James Robb Brady Jr. was made publisher in 1977 after McDermott died. In 1984, Post Company CEO/president James M. Brady died. His brother Robb Jr. succeeded him as president and in 1988 he announced plans to sell controlling interests of the company to the family trusts of his brother James M. Brady's widow Marion L. Brady. At that time Post Co. also owned KIFI-TV. At that time Jerry Brady, James' son and Rob's nephew, became the paper's editor/publisher.

In 1998, a number of family shareholders sold 49% of their interest in the company to an Employee Stock Ownership Trust, and established employees of The Post Company as official stockholders of the business. The Brady family maintained enough stock, however, to maintain control of the company.

In 2002, the paper's owner Jerry Brady ran as a Democrat for Governor of Idaho and named Roger Plothow publisher. Brady lost the election to Governor Dirk Kempthorne. After losing the election, Brady officially turned over the title of editor and publisher to Plothow.

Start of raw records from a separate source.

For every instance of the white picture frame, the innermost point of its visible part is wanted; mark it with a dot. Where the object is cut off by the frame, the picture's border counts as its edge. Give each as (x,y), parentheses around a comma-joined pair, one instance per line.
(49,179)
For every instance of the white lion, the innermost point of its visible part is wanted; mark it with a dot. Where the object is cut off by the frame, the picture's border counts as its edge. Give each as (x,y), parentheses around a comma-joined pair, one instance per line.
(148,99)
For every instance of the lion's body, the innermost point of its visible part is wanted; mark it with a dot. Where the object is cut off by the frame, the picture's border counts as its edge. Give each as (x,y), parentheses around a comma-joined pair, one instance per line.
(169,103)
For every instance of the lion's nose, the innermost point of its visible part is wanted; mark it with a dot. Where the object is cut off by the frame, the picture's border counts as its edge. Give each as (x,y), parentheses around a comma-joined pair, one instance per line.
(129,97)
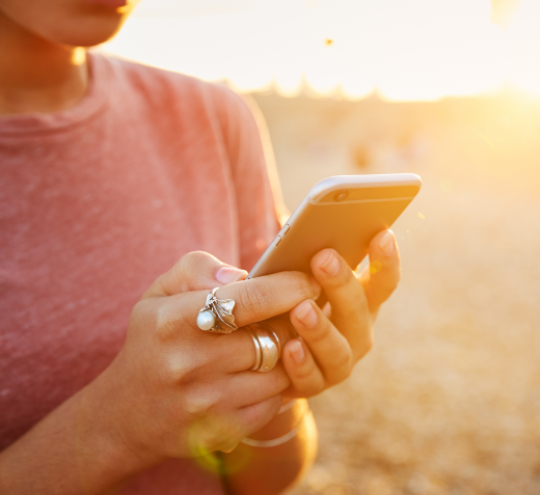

In 2005, the paper won the Scripps Howard Foundation's First Amendment prize for an exposé on pedophilia in scouting. Post-Register journalist Peter Zuckerman won the Livingston Award in the category of local reporting for his work on the same story. In 2011, Robb Jr. died.

In November 2015, the Post Company, which owned the Post Register as well as weekly newspapers Shelley Pioneer, Challis Messenger, and Jefferson Star, was purchased by the Adams Publishing Group, a family-owned media company based in St. Louis Park, Minnesota.